If IBShare is disabled for matrix A and matrix B, data needs to be tiled based on the K, M, or N axis. The following uses the K axis as an example. Before IBShare is enabled, the operator performs tiling from the perspective of AIV block. AIV0 initiates the A0 x B0 computation, and AIV1 initiates the A1 x B1 computation.

Figure 2 IBShare disabled

When IBShare is enabled for both matrix A and matrix B, they can be loaded to the L1 buffer, without needs for tiling and separate transfer. In addition, the Cube unit is driven by AIV0 (single core) and initiates a computation. The computation result is shared by AIV0 and AIV1, reducing the number of Cube responses and Scalar computations.

Figure 3 IBShare enabled

The following figure illustrates the data interaction comparison when the IBShare is enabled and disabled.
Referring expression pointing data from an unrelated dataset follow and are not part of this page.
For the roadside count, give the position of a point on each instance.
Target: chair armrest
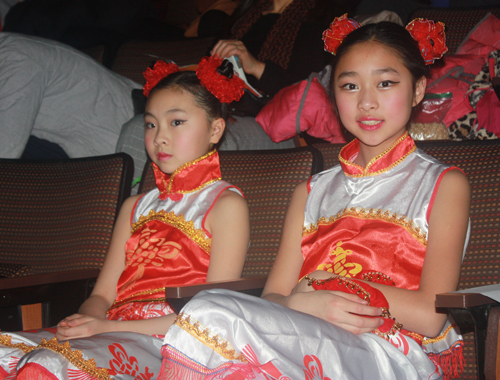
(462, 300)
(178, 296)
(47, 278)
(474, 311)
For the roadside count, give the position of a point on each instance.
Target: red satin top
(169, 245)
(363, 236)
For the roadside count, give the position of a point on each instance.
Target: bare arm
(229, 224)
(104, 293)
(443, 259)
(281, 287)
(228, 48)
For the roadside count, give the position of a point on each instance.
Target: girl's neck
(277, 6)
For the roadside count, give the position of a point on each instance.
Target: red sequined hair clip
(337, 31)
(160, 70)
(223, 88)
(430, 37)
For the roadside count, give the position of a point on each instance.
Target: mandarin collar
(188, 178)
(391, 157)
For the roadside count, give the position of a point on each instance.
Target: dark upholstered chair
(267, 178)
(56, 220)
(458, 21)
(135, 56)
(480, 160)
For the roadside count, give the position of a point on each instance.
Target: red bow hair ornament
(430, 37)
(337, 31)
(160, 70)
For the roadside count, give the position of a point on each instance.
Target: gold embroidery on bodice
(340, 265)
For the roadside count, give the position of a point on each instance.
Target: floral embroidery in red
(430, 37)
(314, 368)
(337, 31)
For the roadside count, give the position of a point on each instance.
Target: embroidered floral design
(123, 364)
(149, 251)
(268, 368)
(337, 31)
(75, 357)
(371, 214)
(430, 37)
(223, 88)
(340, 266)
(197, 235)
(399, 341)
(314, 368)
(205, 336)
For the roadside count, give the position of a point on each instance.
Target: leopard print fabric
(467, 127)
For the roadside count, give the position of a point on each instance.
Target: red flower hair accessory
(430, 37)
(337, 31)
(160, 70)
(223, 88)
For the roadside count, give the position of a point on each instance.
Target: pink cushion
(278, 117)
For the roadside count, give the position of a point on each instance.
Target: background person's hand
(228, 48)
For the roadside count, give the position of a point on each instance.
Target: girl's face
(375, 96)
(177, 130)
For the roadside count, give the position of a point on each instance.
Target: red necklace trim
(188, 178)
(379, 164)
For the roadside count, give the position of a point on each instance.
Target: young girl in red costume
(192, 228)
(366, 245)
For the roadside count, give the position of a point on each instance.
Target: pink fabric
(278, 117)
(484, 39)
(488, 110)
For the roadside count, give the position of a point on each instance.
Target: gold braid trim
(365, 171)
(182, 167)
(6, 340)
(440, 337)
(75, 357)
(371, 214)
(197, 235)
(128, 300)
(209, 339)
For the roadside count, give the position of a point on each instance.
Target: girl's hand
(345, 310)
(80, 326)
(228, 48)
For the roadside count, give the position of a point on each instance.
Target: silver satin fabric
(289, 339)
(405, 189)
(136, 353)
(193, 206)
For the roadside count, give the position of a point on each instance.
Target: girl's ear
(218, 126)
(420, 87)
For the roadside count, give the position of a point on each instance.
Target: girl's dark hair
(394, 37)
(188, 81)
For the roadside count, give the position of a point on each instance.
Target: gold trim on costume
(365, 171)
(440, 337)
(209, 339)
(371, 214)
(128, 299)
(197, 235)
(75, 357)
(6, 340)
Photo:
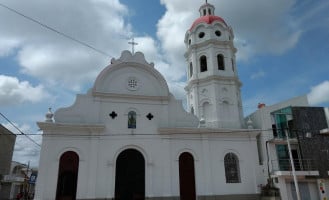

Set IBShare of MatmulType of matrix A and matrix B to true to enable optimization. The code is as follows:

 1
 2
 3
 4
 5
 6
 7
 8
 9
10
11
12
13
14
15
16
17
18
19
20
21
22
23
24
25
26
27
28
29
30
31
32
33
34
35
36
37
38
39
40
41
constexpr bool isABshare = true;
template <typename aType, typename bType, typename cType> class MatmulABshareKernel {
public:
    __aicore__ inline MatmulABshareKernel(){};
    __aicore__ inline void Init(GM_ADDR a, GM_ADDR b, GM_ADDR c, GM_ADDR workspace,
                                const TCubeTiling &tiling, AscendC::TPipe *pipe);
    __aicore__ inline void Process(AscendC::TPipe *pipe);
    __aicore__ inline void CalcOffset(int32_t blockIdx, const TCubeTiling &tiling, int32_t &offsetA, int32_t &offsetB,
                                      int32_t &offsetC);
    AscendC::Matmul<AscendC::MatmulType<AscendC::TPosition::GM, CubeFormat::ND, aType, false, LayoutMode::NONE, isABshare>, 
           AscendC::MatmulType<AscendC::TPosition::GM, CubeFormat::ND, bType, false, LayoutMode::NONE, isABshare>,
           AscendC::MatmulType<AscendC::TPosition::VECIN, CubeFormat::ND, cType>>
        matmulObj;
    AscendC::GlobalTensor<aType> aGlobal;
    AscendC::GlobalTensor<bType> bGlobal;
    AscendC::GlobalTensor<cType> cGlobal;
    TCubeTiling tiling;
};
template <typename aType, typename bType, typename cType>
__aicore__ inline void MatmulABshareKernel<aType, bType, cType>::Init(GM_ADDR a, GM_ADDR b, GM_ADDR c, 
                                                                GM_ADDR workspace,const TCubeTiling &tiling, AscendC::TPipe *pipe)
{
    this->tiling = tiling;
    aGlobal.SetGlobalBuffer(reinterpret_cast<__gm__ aType *>(a), tiling.M * tiling.Ka);
    bGlobal.SetGlobalBuffer(reinterpret_cast<__gm__ bType *>(b), tiling.Kb * tiling.N);
    cGlobal.SetGlobalBuffer(reinterpret_cast<__gm__ cType *>(c), tiling.M * tiling.N);
    int32_t offsetA, offsetB, offsetC;
    CalcOffset(AscendC::GetBlockIdx(), tiling, offsetA, offsetB, offsetC); // calculate offset
    aGlobal = aGlobal[offsetA];
    bGlobal = bGlobal[offsetB];
    cGlobal = cGlobal[offsetC];
}
template <typename aType, typename bType, typename cType>
__aicore__ inline void
MatmulABshareKernel<aType, bType, cType>::CalcOffset(int32_t blockIdx, const TCubeTiling &tiling,
                                                             int32_t &offsetA, int32_t &offsetB, int32_t &offsetC)
{
    offsetA = 0;
    offsetB = 0;
    offsetC = 0;
}

Verifying Optimization Benefits

After the optimization, the average execution duration is 22.44 μs, which is much faster than that before the optimization.

Figure 4 Profile data after optimization

Summary

In the fused operator scenario, IBShare is enabled for both matrix A and matrix B of Matmul computation to divide cores from the perspective of Cube cores, effectively reducing the Scalar overhead on the Cube side and improving performance.